Pierre Marchand se défend bien d'être en guerre contre l'ADISQ, dit qu'il a «autre chose à faire», mais insiste: «Je vois les gaffes qui s'y commettent, par exemple le retrait de l'hommage au prochain gala. Je trouve que ça ne tient pas la route. Si on supprime quelque chose, on ne supprime pas l'hommage! Ça s'ajoute à nos autres désaccords.»

Aucun professionnel de Quebecor ne sera présent ce dimanche au Théâtre St-Denis. Pierre Marchand ne craint pas pour autant l'exode des artistes sous contrat chez Musicor parce qu'ils se sentiraient exclus de la course aux Félix. «Un artiste qui veut que sa carrière fonctionne ne signe pas avec une étiquette pour gagner des Félix, mais bien pour obtenir un soutien et un encadrement professionnels», dit-il.

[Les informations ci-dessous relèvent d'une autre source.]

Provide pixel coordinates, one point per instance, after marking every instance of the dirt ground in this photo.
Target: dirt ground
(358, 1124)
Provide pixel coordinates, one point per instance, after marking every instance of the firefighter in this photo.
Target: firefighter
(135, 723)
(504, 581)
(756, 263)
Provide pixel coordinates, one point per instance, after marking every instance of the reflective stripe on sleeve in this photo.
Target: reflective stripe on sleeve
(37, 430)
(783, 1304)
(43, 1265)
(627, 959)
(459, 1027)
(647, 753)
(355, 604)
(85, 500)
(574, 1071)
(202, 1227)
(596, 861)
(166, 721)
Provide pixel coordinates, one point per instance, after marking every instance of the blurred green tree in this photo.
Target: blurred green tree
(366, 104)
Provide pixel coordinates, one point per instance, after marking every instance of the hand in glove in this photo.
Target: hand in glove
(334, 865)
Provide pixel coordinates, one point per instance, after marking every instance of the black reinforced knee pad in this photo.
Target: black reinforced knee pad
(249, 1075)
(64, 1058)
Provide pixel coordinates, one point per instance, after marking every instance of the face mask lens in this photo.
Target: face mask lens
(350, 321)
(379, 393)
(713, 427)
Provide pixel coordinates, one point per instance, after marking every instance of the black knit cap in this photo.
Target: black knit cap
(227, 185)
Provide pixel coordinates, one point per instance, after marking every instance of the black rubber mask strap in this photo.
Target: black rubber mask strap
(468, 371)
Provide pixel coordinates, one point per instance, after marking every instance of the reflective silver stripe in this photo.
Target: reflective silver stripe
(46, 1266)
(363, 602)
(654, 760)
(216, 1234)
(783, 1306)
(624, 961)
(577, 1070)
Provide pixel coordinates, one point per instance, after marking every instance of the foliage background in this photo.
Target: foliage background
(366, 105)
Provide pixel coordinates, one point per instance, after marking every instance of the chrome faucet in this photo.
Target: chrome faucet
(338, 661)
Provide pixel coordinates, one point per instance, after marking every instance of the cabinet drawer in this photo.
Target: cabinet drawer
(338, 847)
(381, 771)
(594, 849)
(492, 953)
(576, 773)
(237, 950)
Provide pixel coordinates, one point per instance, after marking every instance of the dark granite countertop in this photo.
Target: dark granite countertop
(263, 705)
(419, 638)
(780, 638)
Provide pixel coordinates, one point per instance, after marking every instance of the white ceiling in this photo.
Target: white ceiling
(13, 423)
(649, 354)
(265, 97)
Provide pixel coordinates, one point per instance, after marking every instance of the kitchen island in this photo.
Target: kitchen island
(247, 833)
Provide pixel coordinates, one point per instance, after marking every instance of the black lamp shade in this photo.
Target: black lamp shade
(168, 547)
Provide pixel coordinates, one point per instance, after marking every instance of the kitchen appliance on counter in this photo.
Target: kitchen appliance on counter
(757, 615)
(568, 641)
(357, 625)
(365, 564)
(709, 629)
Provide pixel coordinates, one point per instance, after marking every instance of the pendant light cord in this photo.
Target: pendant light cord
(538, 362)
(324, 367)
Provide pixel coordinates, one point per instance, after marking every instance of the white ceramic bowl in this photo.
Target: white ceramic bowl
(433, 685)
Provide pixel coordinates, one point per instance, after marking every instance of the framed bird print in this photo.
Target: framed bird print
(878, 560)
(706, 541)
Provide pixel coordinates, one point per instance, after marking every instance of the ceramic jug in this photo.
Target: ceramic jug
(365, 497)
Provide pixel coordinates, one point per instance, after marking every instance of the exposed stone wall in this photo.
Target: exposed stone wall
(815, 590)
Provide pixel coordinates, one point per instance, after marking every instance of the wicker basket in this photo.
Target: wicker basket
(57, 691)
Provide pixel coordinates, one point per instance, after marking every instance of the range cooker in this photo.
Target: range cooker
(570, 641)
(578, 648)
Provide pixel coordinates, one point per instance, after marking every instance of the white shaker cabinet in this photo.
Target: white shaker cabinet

Du côté de l'ADISQ, la directrice générale, Solange Drouin, répond: «Nos règlements stipulent que les producteurs des artistes doivent être membres afin de pouvoir en recenser les produits.»

«Nous n'avons pas eu de discussion comme quoi cette règle pourrait changer. Au plan du membership, vous savez, le retrait de Quebecor ne représente qu'une perte d'environ 2000$ par an, contrairement à ce qu'on pourrait croire.»